Say a matrix of data is generated and three sets of points for plotting are extracted from the columns of the matrix:
mat = [ 1 4 7;2 5 8;3 6 9 ]
x = mat[ :,1 ]
y = mat[ :,2 ]
z = mat[ :,3 ]
Each vector x, y, z is a 3-element Array{Int64,1}. These can be plotted using:
using PyPlot
close( gcf() )
plot3D( x, y, zs=z )
display( gcf() )
However, say the matrix is transposed and the rows are spliced and transposed:
x = mat'[ 1,: ]'
y = mat'[ 2,: ]'
z = mat'[ 3,: ]'
Each vector is now a 3x1 Array{Int64,2} and plotting as above gives:
using PyPlot
close( gcf() )
plot3D( x, y, zs=z )
display( gcf() )
PyError (PyObject_Call) <type 'exceptions.ValueError'>
ValueError('could not broadcast input array from shape (3,1) into shape (3)',)

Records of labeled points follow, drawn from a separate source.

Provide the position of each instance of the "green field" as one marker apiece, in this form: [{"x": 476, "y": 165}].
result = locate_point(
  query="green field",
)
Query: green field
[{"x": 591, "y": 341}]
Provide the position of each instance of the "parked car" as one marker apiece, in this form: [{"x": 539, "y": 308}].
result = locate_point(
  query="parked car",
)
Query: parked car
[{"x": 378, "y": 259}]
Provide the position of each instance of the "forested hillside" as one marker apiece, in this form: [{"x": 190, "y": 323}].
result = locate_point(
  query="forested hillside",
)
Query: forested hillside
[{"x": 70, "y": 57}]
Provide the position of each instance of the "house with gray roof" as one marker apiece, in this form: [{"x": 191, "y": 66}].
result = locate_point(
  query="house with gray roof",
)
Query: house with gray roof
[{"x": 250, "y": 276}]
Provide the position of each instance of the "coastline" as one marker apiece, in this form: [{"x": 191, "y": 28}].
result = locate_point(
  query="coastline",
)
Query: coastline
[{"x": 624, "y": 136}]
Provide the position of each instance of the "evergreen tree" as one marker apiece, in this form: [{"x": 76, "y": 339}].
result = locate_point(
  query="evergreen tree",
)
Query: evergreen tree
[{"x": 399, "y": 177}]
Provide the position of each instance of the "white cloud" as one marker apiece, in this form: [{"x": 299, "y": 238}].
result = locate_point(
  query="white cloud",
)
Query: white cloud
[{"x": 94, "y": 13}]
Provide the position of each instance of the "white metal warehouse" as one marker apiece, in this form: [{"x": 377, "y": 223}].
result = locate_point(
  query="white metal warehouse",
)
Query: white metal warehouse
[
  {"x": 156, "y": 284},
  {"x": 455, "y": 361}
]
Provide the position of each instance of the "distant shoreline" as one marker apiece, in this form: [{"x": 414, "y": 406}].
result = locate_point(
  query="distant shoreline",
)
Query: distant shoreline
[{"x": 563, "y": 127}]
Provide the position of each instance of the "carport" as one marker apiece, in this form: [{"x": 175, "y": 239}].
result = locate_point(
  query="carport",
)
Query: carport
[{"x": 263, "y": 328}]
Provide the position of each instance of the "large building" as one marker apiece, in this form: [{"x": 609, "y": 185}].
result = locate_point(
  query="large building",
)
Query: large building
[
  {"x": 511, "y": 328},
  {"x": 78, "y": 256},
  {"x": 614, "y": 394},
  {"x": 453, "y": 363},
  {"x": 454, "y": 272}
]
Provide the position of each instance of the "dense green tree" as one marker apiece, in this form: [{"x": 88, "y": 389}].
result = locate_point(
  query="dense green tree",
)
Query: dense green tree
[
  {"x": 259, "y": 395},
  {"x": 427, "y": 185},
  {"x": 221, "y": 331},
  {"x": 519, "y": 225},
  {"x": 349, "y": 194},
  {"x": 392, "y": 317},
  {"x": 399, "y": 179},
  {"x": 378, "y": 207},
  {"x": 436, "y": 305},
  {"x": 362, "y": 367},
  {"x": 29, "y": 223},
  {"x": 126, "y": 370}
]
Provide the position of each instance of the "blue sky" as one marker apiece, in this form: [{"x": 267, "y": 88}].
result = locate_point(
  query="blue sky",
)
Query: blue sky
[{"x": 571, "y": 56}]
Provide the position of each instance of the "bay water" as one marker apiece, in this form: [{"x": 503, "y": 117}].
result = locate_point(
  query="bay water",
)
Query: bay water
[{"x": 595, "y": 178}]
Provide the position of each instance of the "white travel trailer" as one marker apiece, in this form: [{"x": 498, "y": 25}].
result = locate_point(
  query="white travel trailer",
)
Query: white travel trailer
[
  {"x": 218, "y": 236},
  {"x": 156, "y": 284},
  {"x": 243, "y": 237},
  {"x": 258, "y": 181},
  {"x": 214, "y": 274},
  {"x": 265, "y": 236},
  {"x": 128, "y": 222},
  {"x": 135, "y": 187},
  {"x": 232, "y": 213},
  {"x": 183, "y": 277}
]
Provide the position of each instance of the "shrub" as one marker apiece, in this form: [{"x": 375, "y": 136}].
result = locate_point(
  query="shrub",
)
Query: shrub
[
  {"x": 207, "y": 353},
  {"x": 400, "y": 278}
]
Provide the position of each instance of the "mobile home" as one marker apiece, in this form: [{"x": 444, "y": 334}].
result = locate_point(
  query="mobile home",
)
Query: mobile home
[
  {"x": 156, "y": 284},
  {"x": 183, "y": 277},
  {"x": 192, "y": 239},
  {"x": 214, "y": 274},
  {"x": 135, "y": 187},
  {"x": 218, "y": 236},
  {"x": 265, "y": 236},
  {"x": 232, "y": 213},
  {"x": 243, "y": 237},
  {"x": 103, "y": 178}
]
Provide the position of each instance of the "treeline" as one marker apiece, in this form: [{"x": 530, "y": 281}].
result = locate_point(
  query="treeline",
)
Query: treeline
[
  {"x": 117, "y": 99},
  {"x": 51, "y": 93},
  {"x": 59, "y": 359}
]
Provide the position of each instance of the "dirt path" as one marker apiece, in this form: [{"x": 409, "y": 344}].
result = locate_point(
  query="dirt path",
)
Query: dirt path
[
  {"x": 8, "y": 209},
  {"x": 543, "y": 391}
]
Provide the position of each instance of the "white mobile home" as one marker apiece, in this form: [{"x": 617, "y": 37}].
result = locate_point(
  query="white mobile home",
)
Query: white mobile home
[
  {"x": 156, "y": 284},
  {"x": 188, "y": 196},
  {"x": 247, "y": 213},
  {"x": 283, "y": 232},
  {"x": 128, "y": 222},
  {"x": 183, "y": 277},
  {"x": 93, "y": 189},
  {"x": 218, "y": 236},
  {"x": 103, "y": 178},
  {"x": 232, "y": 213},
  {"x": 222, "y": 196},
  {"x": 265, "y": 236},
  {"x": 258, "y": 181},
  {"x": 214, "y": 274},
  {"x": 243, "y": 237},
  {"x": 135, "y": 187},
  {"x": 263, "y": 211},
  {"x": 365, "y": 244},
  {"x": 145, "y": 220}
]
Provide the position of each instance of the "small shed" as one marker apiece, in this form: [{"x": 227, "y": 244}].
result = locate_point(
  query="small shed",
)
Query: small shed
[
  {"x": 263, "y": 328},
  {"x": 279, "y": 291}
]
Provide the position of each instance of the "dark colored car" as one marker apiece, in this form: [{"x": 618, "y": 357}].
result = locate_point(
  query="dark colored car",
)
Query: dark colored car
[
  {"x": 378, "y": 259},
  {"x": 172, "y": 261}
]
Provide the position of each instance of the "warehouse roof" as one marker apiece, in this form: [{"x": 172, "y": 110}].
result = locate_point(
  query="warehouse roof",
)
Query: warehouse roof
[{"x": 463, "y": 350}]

File "/Library/Python/2.7/site-packages/matplotlib-1.4.x-py2.7-macosx-10.9-intel.egg/matplotlib/backend_bases.py", line 2177, in print_figure
**kwargs)
File "/Library/Python/2.7/site-packages/matplotlib-1.4.x-py2.7-macosx-10.9-intel.egg/matplotlib/backends/backend_agg.py", line 509, in print_png
FigureCanvasAgg.draw(self)
File "/Library/Python/2.7/site-packages/matplotlib-1.4.x-py2.7-macosx-10.9-intel.egg/matplotlib/backends/backend_agg.py", line 455, in draw
self.figure.draw(self.renderer)
File "/Library/Python/2.7/site-packages/matplotlib-1.4.x-py2.7-macosx-10.9-intel.egg/matplotlib/artist.py", line 59, in draw_wrapper
draw(artist, renderer, *args, **kwargs)
File "/Library/Python/2.7/site-packages/matplotlib-1.4.x-py2.7-macosx-10.9-intel.egg/matplotlib/figure.py", line 1050, in draw
func(*args)
File "/Library/Python/2.7/site-packages/matplotlib-1.4.x-py2.7-macosx-10.9-intel.egg/mpl_toolkits/mplot3d/axes3d.py", line 275, in draw
Axes.draw(self, renderer)
File "/Library/Python/2.7/site-packages/matplotlib-1.4.x-py2.7-macosx-10.9-intel.egg/matplotlib/artist.py", line 59, in draw_wrapper
draw(artist, renderer, *args, **kwargs)
File "/Library/Python/2.7/site-packages/matplotlib-1.4.x-py2.7-macosx-10.9-intel.egg/matplotlib/axes/_base.py", line 2076, in draw
a.draw(renderer)
File "/Library/Python/2.7/site-packages/matplotlib-1.4.x-py2.7-macosx-10.9-intel.egg/mpl_toolkits/mplot3d/art3d.py", line 124, in draw
xs, ys, zs = proj3d.proj_transform(xs3d, ys3d, zs3d, renderer.M)
File "/Library/Python/2.7/site-packages/matplotlib-1.4.x-py2.7-macosx-10.9-intel.egg/mpl_toolkits/mplot3d/proj3d.py", line 198, in proj_transform
vec = vec_pad_ones(xs, ys, zs)
File "/Library/Python/2.7/site-packages/matplotlib-1.4.x-py2.7-macosx-10.9-intel.egg/mpl_toolkits/mplot3d/proj3d.py", line 187, in vec_pad_ones
vec = np.array([xs,ys,zs,np.ones(xs.shape)])
while loading In[16], in expression starting on line 4
in pyerr_check at /Users/user/.julia/v0.3/PyCall/src/exception.jl:58
in pycall at /Users/user/.julia/v0.3/PyCall/src/PyCall.jl:85
in fn at /Users/user/.julia/v0.3/PyCall/src/conversions.jl:181
in writemime at /Users/user/.julia/v0.3/pyplot/src/pyplot.jl:140
in base64 at base64.jl:125
in display_dict at /Users/user/.julia/v0.3/IJulia/src/execute_request.jl:30
in display at /Users/user/.julia/v0.3/IJulia/src/inline.jl:34
in display at multimedia.jl:150
Clearly Plot3D cannot handle this difference well. However, it turns out that the required arguments xs, ys are robust to this whereas zs is not. Using the 3x1 Array{Int64,2} vectors again:
using PyPlot
close( gcf() )
plot3D( x, y )
display( gcf() )
Works fine.
Sorry for the very contrived example but this caused me some confusion earlier! Thanks
Ideally, these bugs would be fixed upstream.... currently, Matplotlib is very inconsistent about accepting row vs. column vectors (some functions allow it, some don't), and PyPlot has to work around this.
I didn't implement any workarounds for keyword arguments yet, though. It should be straightforward.
These singleton arrays seem to be quite the nuisance, I do hope the julia dev team are going to do away with the ambiguity
@olaslett, I don't think that's going to happen. Unlike Matlab, Julia has 1d arrays (all arrays in Matlab are at least 2d). Unless Julia defines a separate Array type for row vectors, those will need to be 2d arrays.